No great discernment is required to note that the earth was not destroyed; we stand upon its dull surface yet. Whether the failure of the attempt to render it asunder was due to Miss McThane achieving her longdesired satisfaction of me, or from a flaw in the device that my father had created, I know not. Suffice it to say that the walls of Bendray Hall still stood after the shuddering vibrations emanating from its cellar had ground to a halt.
Lord Bendray's grasp upon his own sanity proved rather more tenuous. He emerged from his Hermetic Carriage completely mad, obsessed with the notion that the earth had been destroyed, and that he had been taken to another planet by those beings whose acquaintance he had so desired to make. Though silence has been purchased by the proceeds from the Bendray estate, the receivership of which has passed into the hands of distant cousins, rumours still circulate about the pitiable crackbrained Lord, in the hospital wherein he is restrained. He is said to believe that the attendants are in fact those wise creatures from other worlds, and is only quieted by their fabricating absurd details about life on Mars or Venus.
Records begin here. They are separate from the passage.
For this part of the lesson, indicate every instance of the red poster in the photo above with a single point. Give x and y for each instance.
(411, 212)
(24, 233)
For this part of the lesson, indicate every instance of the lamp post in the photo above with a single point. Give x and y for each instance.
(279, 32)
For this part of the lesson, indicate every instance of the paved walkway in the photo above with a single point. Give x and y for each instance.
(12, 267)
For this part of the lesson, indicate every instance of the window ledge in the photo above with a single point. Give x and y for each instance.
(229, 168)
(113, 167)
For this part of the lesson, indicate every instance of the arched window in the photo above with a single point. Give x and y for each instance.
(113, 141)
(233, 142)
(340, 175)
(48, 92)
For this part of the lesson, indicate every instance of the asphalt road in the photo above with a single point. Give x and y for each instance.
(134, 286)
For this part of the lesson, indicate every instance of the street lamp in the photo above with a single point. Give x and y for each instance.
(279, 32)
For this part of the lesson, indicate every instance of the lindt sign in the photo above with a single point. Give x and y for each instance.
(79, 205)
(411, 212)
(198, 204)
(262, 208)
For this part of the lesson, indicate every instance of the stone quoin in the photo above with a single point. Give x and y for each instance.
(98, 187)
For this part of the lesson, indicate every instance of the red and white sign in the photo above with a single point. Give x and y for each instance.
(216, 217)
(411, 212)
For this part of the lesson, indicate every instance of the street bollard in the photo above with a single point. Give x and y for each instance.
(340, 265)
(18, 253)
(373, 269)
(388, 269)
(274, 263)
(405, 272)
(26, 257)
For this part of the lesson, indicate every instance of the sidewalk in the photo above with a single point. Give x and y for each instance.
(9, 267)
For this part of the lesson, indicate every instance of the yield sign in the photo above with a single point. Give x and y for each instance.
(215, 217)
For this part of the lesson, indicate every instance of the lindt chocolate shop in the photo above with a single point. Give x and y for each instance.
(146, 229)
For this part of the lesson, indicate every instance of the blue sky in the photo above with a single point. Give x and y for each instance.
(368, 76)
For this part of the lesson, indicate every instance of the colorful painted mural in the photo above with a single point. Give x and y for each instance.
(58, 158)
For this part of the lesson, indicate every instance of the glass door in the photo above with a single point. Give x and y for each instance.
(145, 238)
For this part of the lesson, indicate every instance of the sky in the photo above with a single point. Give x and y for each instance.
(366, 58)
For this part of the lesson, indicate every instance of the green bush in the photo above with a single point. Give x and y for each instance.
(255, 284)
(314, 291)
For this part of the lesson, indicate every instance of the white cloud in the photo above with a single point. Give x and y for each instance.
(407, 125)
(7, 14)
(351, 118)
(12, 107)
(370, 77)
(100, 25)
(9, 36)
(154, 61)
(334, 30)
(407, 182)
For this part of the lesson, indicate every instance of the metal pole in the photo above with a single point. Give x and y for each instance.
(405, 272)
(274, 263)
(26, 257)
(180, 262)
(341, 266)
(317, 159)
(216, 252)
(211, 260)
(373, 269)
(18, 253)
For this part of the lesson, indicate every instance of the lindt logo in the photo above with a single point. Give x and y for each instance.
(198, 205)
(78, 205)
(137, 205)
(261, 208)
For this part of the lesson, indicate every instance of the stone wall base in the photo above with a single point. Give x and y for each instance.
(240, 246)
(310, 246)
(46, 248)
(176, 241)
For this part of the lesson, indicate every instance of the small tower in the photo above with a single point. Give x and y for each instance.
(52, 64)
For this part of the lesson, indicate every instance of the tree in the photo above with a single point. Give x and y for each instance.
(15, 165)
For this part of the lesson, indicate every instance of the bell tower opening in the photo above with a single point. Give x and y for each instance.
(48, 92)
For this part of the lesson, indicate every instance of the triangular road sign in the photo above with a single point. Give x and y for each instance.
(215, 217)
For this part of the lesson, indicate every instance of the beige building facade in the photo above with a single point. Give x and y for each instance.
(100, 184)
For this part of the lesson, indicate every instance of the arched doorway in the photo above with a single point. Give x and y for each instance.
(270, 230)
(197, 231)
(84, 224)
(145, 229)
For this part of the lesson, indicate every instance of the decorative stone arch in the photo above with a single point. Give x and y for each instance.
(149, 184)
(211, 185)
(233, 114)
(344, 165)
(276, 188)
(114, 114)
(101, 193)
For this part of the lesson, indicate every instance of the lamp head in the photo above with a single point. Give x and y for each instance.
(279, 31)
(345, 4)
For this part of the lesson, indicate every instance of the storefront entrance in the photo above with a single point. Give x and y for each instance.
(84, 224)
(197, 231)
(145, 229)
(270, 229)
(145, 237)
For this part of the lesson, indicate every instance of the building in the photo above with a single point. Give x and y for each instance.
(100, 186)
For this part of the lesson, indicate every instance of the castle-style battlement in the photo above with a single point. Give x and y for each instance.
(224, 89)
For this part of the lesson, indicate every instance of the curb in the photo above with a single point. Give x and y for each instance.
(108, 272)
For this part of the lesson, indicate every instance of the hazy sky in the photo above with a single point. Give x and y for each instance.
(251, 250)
No rumours, whispered or otherwise, have ever reached my ear concerning the Brown Leather Man. In my heart, I believe that dark figure to have returned to his ancestral home off the island of Groughay, there to brood and pass away with the others of his race. The brothel-keeper Mollie Maud is reported to be living in France, her carnal trade in this country having been abandoned due to the loss of most of her bullies in a pitched battle with the Dampford villagers. The simultaneous disappearance of Mrs Trabble, the noted morality crusader, remains a matter of speculation in genteel circles.
Upon making my return to London, I found my reputation to be irreparably blackened. The Paganinicon, passing itself off as me, had gone berserk during a concert attended by all of English society's loftiest members. This breakdown, unexplainable by those who witnessed it, I believe to have been caused by those same actions on the part of myself and Miss McThane, that overrode the earth-destroying device's regulatory mechanism. The Paganinicon's basic nature, already inclined to romantic conquests, was thus further stimulated by the temporary alteration to its adjunct brain. I must leave vague the details of the ensuing events – they are too indelicate to transcribe; I could scarce credit them when they were told to me – but it should be noted that Mrs Wroth and several other ladies of quality retired after the fateful concert to the seclusion of a convent. They are still there.
Due to the harassment of the crowds attracted by the scandals generated by the Paganinicon, I was unable to resume life and business in my shop as before. Fortunately, Sir Charles Wroth, perhaps to make amends for his earlier attempt to take my life (albeit in a good cause), arranged for the august scientific body of the Royal Society to purchase all the other devices left by my father in his workshop. The resultant sum of money was enough for me to go into seclusion in this little-trafficked district of London, accompanied by the loyal Creff, who had so patiently and faithfully awaited my return.